A new technique allows medical records to be used for research on the genetics of disease while still protecting patients from prying eyes.
Databases that link thousands of people’s DNA profiles to their medical histories are a powerful tool for researchers who want to use genetics to individualize the diagnosis and treatment of disease. But this promise of personalized medicine comes with concerns about patient privacy. Now scientists have come up with a way to alter personal medical information so it’s still meaningful for research, but meaningless to someone trying to ID an individual in a database.
“We’re hoping that it’s a game-changer,” says Bradley Malin, a biomedical informatics specialist from Vanderbilt University in Nashville who helped develop the method.
The new method, published online April 12 in the Proceedings of the National Academy of Sciences, simply disguises parts of the medical history data that are not relevant to a geneticist’s particular research question using an algorithm that combs through health records and makes some aspects of them more general.
For example, if scientists want to examine links between genes and asthma, parts of an individual’s medical record that pertain to asthma are kept intact. But if that asthmatic patient also had a broken arm as a teenager, the algorithm changes the medical code for a broken left forearm to a code that indicates only a broken bone.
“What’s really great about this is even though it anonymizes the data, it still allows you to go in and find an association with medical history,” says Nils Homer of the University of California, Los Angeles, who was not involved with the research.
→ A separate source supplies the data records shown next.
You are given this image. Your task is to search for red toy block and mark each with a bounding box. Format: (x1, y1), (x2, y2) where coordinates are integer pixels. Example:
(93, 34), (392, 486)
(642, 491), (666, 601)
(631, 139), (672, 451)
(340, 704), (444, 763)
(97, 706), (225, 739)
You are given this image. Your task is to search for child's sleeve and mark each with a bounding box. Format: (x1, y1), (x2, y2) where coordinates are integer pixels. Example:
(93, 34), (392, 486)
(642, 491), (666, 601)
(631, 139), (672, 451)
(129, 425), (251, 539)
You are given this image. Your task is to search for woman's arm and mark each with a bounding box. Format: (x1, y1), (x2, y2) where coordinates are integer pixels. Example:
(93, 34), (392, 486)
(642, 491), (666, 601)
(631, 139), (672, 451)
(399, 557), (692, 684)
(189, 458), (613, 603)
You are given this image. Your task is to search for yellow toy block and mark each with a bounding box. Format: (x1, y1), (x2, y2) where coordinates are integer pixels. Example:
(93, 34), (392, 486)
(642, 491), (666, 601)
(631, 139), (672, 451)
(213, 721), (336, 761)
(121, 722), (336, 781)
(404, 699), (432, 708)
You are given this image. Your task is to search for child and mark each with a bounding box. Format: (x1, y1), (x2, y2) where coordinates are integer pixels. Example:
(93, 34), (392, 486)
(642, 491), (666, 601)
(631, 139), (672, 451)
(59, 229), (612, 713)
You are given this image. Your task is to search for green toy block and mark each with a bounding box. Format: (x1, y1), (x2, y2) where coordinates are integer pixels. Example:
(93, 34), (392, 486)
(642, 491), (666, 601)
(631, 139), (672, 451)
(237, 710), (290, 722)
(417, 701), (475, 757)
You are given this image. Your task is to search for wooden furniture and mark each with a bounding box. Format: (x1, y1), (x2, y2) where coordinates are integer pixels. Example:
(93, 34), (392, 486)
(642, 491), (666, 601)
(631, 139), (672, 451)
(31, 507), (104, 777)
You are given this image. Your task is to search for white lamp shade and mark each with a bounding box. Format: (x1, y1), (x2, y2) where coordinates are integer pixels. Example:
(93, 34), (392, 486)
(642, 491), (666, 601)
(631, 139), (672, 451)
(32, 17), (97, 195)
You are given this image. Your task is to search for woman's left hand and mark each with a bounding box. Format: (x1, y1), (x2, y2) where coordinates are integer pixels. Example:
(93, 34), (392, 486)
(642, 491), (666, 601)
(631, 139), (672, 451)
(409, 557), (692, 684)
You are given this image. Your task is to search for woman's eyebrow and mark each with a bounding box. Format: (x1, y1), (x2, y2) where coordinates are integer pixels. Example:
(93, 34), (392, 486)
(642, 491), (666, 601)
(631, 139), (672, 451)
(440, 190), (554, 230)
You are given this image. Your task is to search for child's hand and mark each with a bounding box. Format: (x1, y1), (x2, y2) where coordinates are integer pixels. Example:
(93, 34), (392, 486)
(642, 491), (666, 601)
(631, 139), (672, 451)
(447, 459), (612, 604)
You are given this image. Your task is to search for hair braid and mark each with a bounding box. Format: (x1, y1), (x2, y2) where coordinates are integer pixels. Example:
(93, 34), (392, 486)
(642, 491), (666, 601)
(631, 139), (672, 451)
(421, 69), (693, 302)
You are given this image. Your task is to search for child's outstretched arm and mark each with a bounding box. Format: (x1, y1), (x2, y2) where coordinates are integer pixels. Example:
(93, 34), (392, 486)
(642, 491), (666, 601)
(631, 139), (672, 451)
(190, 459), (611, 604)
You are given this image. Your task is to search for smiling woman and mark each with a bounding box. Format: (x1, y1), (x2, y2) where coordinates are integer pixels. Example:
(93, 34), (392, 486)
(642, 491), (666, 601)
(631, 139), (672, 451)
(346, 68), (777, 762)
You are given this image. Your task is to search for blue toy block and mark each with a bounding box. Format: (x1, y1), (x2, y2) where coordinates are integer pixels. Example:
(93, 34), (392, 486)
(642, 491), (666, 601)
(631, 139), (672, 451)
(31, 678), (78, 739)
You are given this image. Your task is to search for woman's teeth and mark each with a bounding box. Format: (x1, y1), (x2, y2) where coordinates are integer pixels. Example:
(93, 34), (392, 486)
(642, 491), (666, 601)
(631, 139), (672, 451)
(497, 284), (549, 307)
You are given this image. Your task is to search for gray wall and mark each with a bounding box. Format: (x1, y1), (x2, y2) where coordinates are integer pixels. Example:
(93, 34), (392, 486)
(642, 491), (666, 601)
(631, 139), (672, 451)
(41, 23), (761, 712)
The researchers tested their algorithm against potential hackers using information from more than 2,600 patients. The team assumed a hacker might know a patient’s identity, some of their medical history and maybe some of the medical codes associated with that history. The technique stymied efforts to ID an individual based on that information, the researchers report.
“There is definitely a need to de-identify individuals,” says Homer, who was part of a team that demonstrated two years ago that it is possible to trace a genetic signature back to an individual even when that person’s DNA profile was buried in a pool of thousands. The finding prompted the National Institutes of Health to restrict access to genetic databases that had previously been available to anyone with Internet access.
Genome-wide association studies, which comb through these giant databases looking for links between genetic and physical traits, have the potential to generate clinically valuable information. Establishing such links could help doctors understand, for example, why patients respond differently to certain drugs.